Nan Goldin Among 200 Jewish Activists Arrested at NYC Protest for Palestine


Over 200 activists with Jewish Voice for Peace (JVP), including artists Nan Goldin and Molly Crabapple and filmmaker Laura Poitras, were arrested for participating in a sit-in for Palestine outside the New York Stock Exchange yesterday, October 14. The action criticized the rising stock prices of weapons manufacturers such as Lockheed Martin, the biggest arms maker in the United States, amid Israel’s ongoing attacks against Gaza and Lebanon. 

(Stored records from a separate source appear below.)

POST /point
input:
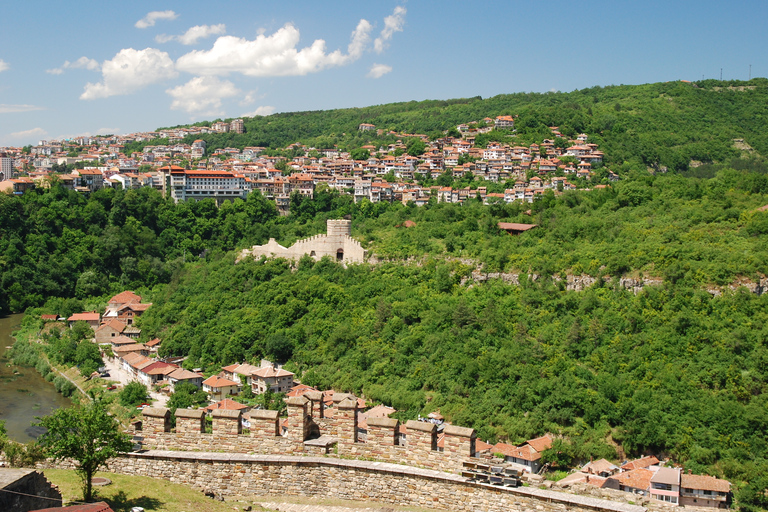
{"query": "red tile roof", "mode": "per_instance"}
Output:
(644, 462)
(216, 382)
(227, 404)
(90, 316)
(126, 297)
(636, 478)
(90, 507)
(541, 443)
(704, 482)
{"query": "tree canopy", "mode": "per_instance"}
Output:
(88, 435)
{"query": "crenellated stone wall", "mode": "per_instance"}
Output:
(245, 475)
(307, 430)
(336, 244)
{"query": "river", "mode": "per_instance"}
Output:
(25, 394)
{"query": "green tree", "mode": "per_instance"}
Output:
(360, 154)
(86, 434)
(133, 394)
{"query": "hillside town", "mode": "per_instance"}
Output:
(117, 335)
(387, 173)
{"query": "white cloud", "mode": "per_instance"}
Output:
(261, 111)
(129, 71)
(81, 63)
(392, 24)
(379, 70)
(151, 18)
(202, 95)
(10, 109)
(28, 134)
(249, 98)
(274, 55)
(194, 34)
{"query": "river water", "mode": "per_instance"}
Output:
(24, 393)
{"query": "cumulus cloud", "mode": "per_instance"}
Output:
(194, 34)
(12, 109)
(379, 70)
(81, 63)
(273, 55)
(392, 24)
(151, 18)
(249, 98)
(261, 111)
(28, 134)
(129, 71)
(202, 95)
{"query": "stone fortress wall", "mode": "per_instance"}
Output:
(233, 475)
(337, 244)
(311, 454)
(307, 431)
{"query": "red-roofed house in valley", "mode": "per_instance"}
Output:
(182, 375)
(153, 345)
(636, 481)
(299, 390)
(109, 330)
(665, 485)
(643, 462)
(704, 491)
(151, 374)
(228, 405)
(91, 318)
(219, 388)
(276, 379)
(527, 455)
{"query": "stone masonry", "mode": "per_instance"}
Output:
(337, 244)
(242, 475)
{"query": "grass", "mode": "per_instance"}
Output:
(126, 492)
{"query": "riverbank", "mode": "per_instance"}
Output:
(24, 393)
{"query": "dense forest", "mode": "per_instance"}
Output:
(678, 369)
(660, 125)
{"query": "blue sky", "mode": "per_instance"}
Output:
(86, 67)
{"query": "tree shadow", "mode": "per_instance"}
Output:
(120, 502)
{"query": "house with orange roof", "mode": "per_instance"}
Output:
(643, 462)
(92, 318)
(219, 388)
(108, 330)
(637, 481)
(527, 455)
(227, 404)
(704, 491)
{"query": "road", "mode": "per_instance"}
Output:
(122, 376)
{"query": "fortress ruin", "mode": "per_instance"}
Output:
(337, 244)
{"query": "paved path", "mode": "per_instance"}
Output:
(74, 383)
(118, 374)
(300, 507)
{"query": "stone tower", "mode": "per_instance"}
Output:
(339, 228)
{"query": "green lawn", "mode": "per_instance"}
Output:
(126, 492)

The action drew around 500 protesters, including descendants of Holocaust survivors, JVP said in a statement shared with Hyperallergic. Starting when the stock exchange’s trading floors opened at 9:30am, activists wearing “Not In Our Name” t-shirts fitted the red garments over Wall Street’s famous “Charging Bull” (1989) and “Fearless Girl” (2017) bronze sculptures and unfurled banners that read “Gaza Bombed, Wall Street Booms,” “Stop Arming Israel,” and “Fund FEMA Not Genocide.”

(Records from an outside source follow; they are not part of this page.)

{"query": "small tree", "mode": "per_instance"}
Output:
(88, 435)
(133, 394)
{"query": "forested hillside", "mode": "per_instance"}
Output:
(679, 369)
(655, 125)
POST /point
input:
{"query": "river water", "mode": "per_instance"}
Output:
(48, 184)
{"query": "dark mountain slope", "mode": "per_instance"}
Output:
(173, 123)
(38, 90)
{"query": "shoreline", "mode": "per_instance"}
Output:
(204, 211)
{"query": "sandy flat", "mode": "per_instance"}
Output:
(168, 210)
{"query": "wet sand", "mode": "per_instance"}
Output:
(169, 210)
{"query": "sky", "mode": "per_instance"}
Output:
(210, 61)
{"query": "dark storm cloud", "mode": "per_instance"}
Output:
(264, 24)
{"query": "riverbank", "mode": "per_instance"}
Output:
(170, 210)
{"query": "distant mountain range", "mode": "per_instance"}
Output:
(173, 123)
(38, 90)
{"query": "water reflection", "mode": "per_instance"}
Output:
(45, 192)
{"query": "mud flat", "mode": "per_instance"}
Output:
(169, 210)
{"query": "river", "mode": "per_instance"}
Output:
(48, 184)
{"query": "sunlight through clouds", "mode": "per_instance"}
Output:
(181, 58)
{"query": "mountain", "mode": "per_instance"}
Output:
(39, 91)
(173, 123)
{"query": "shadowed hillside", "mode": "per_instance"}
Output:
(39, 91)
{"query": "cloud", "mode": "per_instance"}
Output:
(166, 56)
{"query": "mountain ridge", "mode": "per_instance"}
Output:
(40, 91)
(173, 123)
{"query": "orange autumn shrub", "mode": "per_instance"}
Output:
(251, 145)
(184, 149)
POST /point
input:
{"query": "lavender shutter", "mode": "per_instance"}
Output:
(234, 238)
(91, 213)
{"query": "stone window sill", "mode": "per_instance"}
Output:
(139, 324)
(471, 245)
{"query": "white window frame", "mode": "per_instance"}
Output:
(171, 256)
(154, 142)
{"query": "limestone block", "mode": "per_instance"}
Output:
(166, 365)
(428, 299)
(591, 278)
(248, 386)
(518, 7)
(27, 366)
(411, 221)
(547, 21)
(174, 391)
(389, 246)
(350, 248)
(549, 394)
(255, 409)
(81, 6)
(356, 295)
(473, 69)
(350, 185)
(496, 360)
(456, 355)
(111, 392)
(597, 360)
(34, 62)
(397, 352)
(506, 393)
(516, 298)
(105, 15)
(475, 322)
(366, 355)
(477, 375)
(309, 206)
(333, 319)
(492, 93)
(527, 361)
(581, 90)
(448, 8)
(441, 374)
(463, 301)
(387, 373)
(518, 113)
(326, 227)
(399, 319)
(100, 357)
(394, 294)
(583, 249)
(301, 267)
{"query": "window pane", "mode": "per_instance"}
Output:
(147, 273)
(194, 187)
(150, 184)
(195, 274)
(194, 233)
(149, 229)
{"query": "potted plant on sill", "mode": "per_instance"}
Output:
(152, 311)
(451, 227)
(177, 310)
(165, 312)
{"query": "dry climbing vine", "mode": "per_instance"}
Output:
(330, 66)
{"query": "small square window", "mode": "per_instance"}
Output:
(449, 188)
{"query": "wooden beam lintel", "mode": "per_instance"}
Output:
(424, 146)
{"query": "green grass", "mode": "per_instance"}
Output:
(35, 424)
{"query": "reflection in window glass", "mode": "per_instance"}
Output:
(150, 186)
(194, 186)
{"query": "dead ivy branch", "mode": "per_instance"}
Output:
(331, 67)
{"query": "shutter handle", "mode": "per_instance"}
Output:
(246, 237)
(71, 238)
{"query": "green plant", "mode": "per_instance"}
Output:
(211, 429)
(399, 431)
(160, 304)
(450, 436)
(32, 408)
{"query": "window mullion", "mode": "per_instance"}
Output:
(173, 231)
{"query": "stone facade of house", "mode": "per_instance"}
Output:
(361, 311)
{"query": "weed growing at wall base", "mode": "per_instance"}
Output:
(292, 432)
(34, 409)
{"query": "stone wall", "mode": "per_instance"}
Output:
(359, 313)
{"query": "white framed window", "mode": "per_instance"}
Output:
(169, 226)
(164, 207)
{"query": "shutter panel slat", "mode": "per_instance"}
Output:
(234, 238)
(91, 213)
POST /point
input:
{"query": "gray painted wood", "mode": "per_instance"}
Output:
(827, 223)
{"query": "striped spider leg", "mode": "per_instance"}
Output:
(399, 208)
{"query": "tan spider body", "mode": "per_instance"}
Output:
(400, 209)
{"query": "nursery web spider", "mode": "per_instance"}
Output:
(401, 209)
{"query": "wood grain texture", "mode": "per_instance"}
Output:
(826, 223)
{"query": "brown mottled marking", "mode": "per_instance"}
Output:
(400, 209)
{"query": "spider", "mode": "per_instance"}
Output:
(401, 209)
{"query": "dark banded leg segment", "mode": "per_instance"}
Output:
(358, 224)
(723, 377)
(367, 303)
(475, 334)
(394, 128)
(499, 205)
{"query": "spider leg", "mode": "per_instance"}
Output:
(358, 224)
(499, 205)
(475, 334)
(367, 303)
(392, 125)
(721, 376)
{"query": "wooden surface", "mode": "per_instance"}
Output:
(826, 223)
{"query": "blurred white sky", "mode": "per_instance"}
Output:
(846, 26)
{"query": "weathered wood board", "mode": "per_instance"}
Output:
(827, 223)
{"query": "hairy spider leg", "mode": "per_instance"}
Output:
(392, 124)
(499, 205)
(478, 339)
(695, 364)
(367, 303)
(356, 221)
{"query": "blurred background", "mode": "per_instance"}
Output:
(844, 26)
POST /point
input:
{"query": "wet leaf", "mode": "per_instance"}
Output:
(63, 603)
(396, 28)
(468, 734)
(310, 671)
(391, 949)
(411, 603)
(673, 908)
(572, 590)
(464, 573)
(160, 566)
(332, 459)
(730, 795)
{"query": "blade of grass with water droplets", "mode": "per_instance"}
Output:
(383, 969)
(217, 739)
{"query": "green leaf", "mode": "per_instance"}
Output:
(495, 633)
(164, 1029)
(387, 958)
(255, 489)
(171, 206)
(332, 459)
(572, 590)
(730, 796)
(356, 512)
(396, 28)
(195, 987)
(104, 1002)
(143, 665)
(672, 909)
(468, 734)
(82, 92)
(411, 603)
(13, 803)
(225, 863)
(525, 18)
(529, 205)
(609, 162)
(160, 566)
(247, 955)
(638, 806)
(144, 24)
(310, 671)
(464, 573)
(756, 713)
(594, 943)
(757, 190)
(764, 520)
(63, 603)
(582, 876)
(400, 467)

The Resistance Revival Chorus, a group of women and nonbinary singers, performed a call-and-response song. “Oh Palestine, you are not alone,” they sang. “We will be with you, until you’re safe at home.”

At least six activists also chained their bodies to the building’s main entrance gates. Photos and video from the action show police officers forcibly removing them from the site by carrying and dragging them away.

“I’m proud to be arrested with them if it helps amplify our message,” Goldin told Hyperallergic.

The New York Police Department told Hyperallergic that the group dispersed around 12:30pm with “multiple people taken into custody.” Goldin and Crabapple were released on Monday; NYPD has yet to confirm charges.

The protest coincided with the US observance of Indigenous Peoples’ Day yesterday as well as this weekend’s observance of Yom Kippur, the holiest day in the Jewish calendar. It also came at a time when viral video footage from an Israeli airstrike that hit and ignited a Gaza hospital complex yesterday, killing at least four people and injuring dozens more, appeared to show one man identified as 19-year-old Sha’ban al-Dalou with an IV drip being burned alive, causing uproar on social media.

“Every day we see a new, unspeakable Israeli war crime on our smartphones,” Crabapple, a New York-based artist who participated in the action, told Hyperallergic. “Israeli bombs flatten apartment buildings in Beirut and burn Palestinian patients alive in Gaza.” 

“With their genocidal campaign, Israel is destroying the people and places I love, with the enthusiastic help of the US government,” Crabapple continued. “To protest is the very least I can do.”

Calling out the lack of government aid to Southern communities hit by the recent hurricanes Helene and Milton, the action also referenced the AIDS advocacy group ACT UP’s 1987 protest at the stock exchange, which pressured pharmaceutical companies to lower the prices for AIDS medication. 

“ACT UP’s first action took place on Wall Street to protest the lack of funding for AIDS care and medications. Today, a growing anti-war movement returns to this street to demand healthcare not warfare,” said artist and ACT UP activist Gregg Bordowitz, who participated in a lock-on action at the stock exchange two years later, disrupting the opening bell for the first time in history.

“For those of us still alive today the continuity of struggle and commitment remains clear,” Bordowitz said.

Candice Breitz, a Berlin-based artist who was not in attendance but shared photos online in solidarity, told Hyperallergic that protests like this weekend’s are “heartening.”

“As progressive Jews (alongside Palestinian, Muslim and/or Arab allies who are likeminded), we are smaller in numbers and immediately stigmatized when we stand behind protests that are critical of the ongoing carnage of Palestinian civilians, ongoing Israeli policies in relation to Palestine and Israeli state violations of humanitarian law,” Breitz said.

Valentina Di Liscia contributed reporting.